In the Bascombe books we see the landscape of the home repeatedly linked with individual improvement. These houses become symbols of the American creed of progression but we are left wondering whether they ever really become homes. Near the end of The Lay of the Land, Frank observes that,
Real estate might seem to be all about moving and picking up stakes and disruption and three-moves-equals-a-death, but it’s really about arriving and destinations, and all the prospects that await you or might await you in some place you never thought about. I had a drunk old prof at Michigan who taught us that all of American literature, Cotton Mather to Steinbeck … was forged by one positivist principle: To leave, and then to arrive in a better state. (201)

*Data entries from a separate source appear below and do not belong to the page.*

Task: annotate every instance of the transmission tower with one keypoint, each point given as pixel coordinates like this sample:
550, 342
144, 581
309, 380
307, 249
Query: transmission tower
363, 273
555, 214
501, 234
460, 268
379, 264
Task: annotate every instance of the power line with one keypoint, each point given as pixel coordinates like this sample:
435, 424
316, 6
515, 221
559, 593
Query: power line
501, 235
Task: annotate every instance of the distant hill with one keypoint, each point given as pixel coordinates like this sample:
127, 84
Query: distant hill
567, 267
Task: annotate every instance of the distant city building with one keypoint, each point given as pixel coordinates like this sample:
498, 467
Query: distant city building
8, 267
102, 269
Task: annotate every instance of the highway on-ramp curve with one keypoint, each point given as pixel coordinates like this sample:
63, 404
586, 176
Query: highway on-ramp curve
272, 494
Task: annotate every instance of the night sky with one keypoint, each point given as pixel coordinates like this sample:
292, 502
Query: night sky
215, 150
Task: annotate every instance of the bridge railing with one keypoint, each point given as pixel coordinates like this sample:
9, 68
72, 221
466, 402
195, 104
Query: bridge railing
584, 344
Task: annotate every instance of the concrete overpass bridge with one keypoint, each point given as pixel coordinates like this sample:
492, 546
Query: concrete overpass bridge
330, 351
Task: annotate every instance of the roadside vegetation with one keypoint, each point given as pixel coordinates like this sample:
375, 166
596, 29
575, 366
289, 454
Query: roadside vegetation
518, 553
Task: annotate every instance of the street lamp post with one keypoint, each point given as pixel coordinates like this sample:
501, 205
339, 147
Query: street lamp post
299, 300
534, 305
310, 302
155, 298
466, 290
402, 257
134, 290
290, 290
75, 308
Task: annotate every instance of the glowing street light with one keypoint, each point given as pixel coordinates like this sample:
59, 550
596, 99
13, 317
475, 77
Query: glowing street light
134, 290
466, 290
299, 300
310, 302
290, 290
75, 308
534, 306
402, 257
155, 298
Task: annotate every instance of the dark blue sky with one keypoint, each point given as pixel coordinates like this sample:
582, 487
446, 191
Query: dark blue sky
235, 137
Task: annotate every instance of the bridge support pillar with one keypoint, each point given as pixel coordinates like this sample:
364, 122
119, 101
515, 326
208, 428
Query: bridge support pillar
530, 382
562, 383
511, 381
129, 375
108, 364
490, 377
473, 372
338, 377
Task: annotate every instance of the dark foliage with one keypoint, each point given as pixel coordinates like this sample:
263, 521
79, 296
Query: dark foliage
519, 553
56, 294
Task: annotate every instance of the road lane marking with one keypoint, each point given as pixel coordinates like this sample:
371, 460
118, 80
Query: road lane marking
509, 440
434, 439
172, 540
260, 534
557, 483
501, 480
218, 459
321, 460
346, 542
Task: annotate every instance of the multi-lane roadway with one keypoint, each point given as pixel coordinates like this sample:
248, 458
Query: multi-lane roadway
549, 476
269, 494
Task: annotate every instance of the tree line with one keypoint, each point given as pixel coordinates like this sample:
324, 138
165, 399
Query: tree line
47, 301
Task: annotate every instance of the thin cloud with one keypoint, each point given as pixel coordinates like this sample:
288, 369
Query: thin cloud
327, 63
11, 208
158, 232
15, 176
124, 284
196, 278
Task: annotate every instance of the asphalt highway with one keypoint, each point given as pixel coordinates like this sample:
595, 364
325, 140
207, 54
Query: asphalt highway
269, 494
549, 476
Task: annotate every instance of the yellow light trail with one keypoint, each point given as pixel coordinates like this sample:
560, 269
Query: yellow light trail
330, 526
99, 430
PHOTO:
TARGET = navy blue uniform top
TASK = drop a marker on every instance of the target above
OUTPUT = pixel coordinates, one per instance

Unlike the conformity of the stereotypical American suburb, Frank’s houses across the trilogy are all unique in some way. In contrast with the Markhams, Frank possesses the wealth to purchase the dream home, only to then spend most of his time dismissing the importance of the building in creating a sense of self. He resists the victimization that Jurca speaks of, repeatedly insisting that he is content with his life. His constant motion throughout the novels suggests otherwise, placing him in just the same dilemma as Joe and Phyllis Markham. They are forced to accept the disappointment of renting one of Frank’s solid little townhouses rather than buy the special home they had set their hearts on. Although fairly settled by the end of The Lay of the Land, Frank is still plagued by a sense that something is missing. They have all bought into the American creed of progression and improvement which renders them unable to believe that what they have might be as far as it goes.
The issues raised in Independence Day and The Lay of the Land – rising house prices, shoddy construction, profiting on the back of others’ aspirations (for what else does a realtor do than make money from people in search of their dream home?) – are still remarkably relevant today. The Markhams fall victim to their own outsized ambitions but also to the upswing of a property bubble that eventually crashed with devastating consequences for millions across America. And through it all there is Frank Bascombe who claims to remain virtually unscathed by any of the various crises those around him experience and yet his protestations ring hollow. Frank is just as captivated by the dream of success and improvement, and so the reader is left to wonder how he can bring life to a place if he must leave it as soon as he arrives.
Works Cited
Ford, Richard. “Essay; American Beauty (Circa 1955) - New York Times.” New York Times. N. p., n.d. Web. 24 July 2013.
---. Independence Day. London: Bloomsbury, 2006. Print.
---. The Lay of the Land. London: Bloomsbury, 2007. Print.
---. The Sportswriter. New York: Vintage Books, 1995. Print.
Jurca, Catherine. White Diaspora: The Suburb and the Twentieth-century American Novel. Princeton, N.J. ; Oxford: Princeton University Press, 2001. Print.